Human remains found at a construction site in Freeland last week sit covered by a tarp Monday in wait of a state expert from the Department of Archaeology and Historic Preservation. The expert was set to examine the bones Tuesday.

An expert with the state Department of Archaeology and Historic Preservation was in Freeland on Tuesday examining ancient human remains discovered at a home construction site.

The bones were found late last week by men digging a septic system at a new home near Robinson Beach on Mutiny Bay. Workers called police and Island County Coroner Robert Bishop was dispatched. He later confirmed the bones were both human and old.

“They’re prehistoric,” Bishop said.

Some animal bones may be mixed in, but the human remains may be Native American, he said. That determination, however, is the purview of state experts with the historic preservation office and the case was officially turned over to them, Bishop said.

Guy Tasa, the state physical anthropologist with the agency, confirmed he would examine the bones at the job site on Tuesday morning, but declined to provide details of just what he would look for to determine their origin.

“I won’t really know until I get there,” Tasa said.

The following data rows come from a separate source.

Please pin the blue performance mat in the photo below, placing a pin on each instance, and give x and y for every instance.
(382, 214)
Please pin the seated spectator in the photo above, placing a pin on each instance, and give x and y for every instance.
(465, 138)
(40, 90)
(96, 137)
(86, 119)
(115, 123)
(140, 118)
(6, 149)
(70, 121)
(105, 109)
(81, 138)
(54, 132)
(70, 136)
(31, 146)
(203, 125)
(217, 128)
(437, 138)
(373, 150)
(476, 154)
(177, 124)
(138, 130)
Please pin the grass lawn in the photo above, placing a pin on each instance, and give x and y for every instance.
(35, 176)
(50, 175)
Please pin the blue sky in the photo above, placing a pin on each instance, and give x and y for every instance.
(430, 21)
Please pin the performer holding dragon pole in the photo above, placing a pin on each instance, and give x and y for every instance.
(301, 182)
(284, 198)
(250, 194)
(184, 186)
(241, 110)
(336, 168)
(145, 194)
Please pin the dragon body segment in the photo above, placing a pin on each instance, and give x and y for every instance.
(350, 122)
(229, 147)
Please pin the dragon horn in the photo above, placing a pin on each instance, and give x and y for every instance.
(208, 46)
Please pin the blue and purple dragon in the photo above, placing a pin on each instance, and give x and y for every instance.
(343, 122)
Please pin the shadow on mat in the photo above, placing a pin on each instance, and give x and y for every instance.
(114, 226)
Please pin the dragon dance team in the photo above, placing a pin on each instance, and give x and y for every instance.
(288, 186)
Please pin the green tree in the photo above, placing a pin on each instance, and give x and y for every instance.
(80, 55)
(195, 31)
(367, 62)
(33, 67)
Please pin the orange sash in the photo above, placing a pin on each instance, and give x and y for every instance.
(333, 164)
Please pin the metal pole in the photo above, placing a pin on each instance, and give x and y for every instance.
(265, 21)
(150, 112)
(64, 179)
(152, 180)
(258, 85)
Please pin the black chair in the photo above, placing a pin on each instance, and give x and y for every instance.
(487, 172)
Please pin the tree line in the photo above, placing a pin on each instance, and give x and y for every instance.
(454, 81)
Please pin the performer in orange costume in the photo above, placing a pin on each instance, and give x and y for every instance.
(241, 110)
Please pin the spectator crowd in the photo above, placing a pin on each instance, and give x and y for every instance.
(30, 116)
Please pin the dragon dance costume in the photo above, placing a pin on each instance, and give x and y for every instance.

Attempts to reach the agency’s director for more information Monday were unsuccessful.

The remains were unearthed early Friday, Aug. 28, by South Whidbey-based Mason V Strevel Construction. Company owner Mason Strevel said this was the first time he’s found human bones in 20 years of work on the island but that it was immediately clear what they were.

“We went, ‘Oh boy, shut her down,’ ” Strevel said. “Once we saw the round part of the skull, there was really no doubt what it was.”

News of the discovery filtered around the South End over the weekend, leading to lots of speculation. Strevel said he’d already heard one rumor that a small hole in what appears to be part of a skull was the result of a gun shot.

Bishops said he could made no definitive conclusions other than that indicators, such as the color of the remains, made it clear they were very old.

If the bones turn out to be Native American, it will spark a process that involves at the very least informing relevant tribes of their discovery. Strevel said they are keeping busy with work in the house but hopes the delay won’t be too long.